SAR-W-MixMAE: SAR Foundation Model Training Using Backscatter Power Weighting
Ali Caglayan, Nevrez Imamoglu, Toru Kouyama
TL;DR
This paper tackles the challenge of applying foundation-model pretraining to SAR imagery by introducing SAR-W-MixMAE, a MixMAE-based pretraining framework that incorporates SAR-specific priors through pixel-wise backscatter power weighting. The authors derive a weighting scheme from the linear-scale average of the VH and VV channels, $W_{SAR}$, and modify the reconstruction loss to emphasize lower-backscatter regions, improving robustness to speckle noise. Pretraining on BigEarthNet with Sentinel-1 data, followed by finetuning for multi-label SAR classification and flood detection on SEN12-FLOOD, yields notable improvements over random initialization and baseline MixMAE, especially in flood detection where recall increases significantly.
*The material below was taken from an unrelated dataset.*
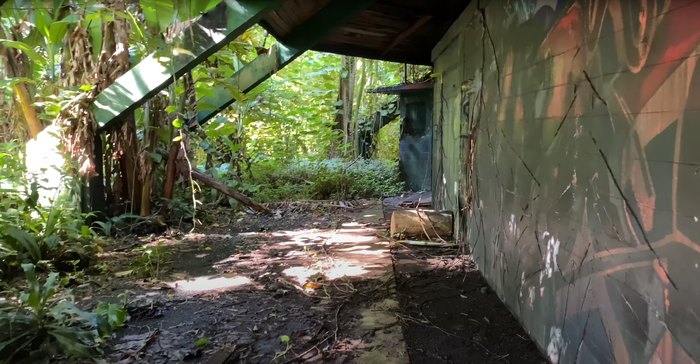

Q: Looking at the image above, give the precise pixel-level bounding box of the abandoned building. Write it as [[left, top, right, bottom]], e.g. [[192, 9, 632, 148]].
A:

These results suggest that embedding domain-specific priors into self-supervised SAR pretraining can produce more transferable representations for earth observation tasks under challenging noise conditions.
Abstract
Foundation model approaches such as masked auto-encoders (MAE) or its variations are now being successfully applied to satellite imagery. Most of the ongoing technical validation of foundation models have been applied to optical images like RGB or multi-spectral images. Due to difficulty in semantic labeling to create datasets and higher noise content with respect to optical images, Synthetic Aperture Radar (SAR) data has not been explored a lot in the field for foundation models. Therefore, in this work as a pre-training approach, we explored masked auto-encoder, specifically MixMAE on Sentinel-1 SAR images and its impact on SAR image classification tasks. Moreover, we proposed to use the physical characteristic of SAR data for applying weighting parameter on the auto-encoder training loss (MSE) to reduce the effect of speckle noise and very high values on the SAR images. Proposed SAR intensity-based weighting of the reconstruction loss demonstrates promising results both on SAR pre-training and downstream tasks specifically on flood detection compared with the baseline model.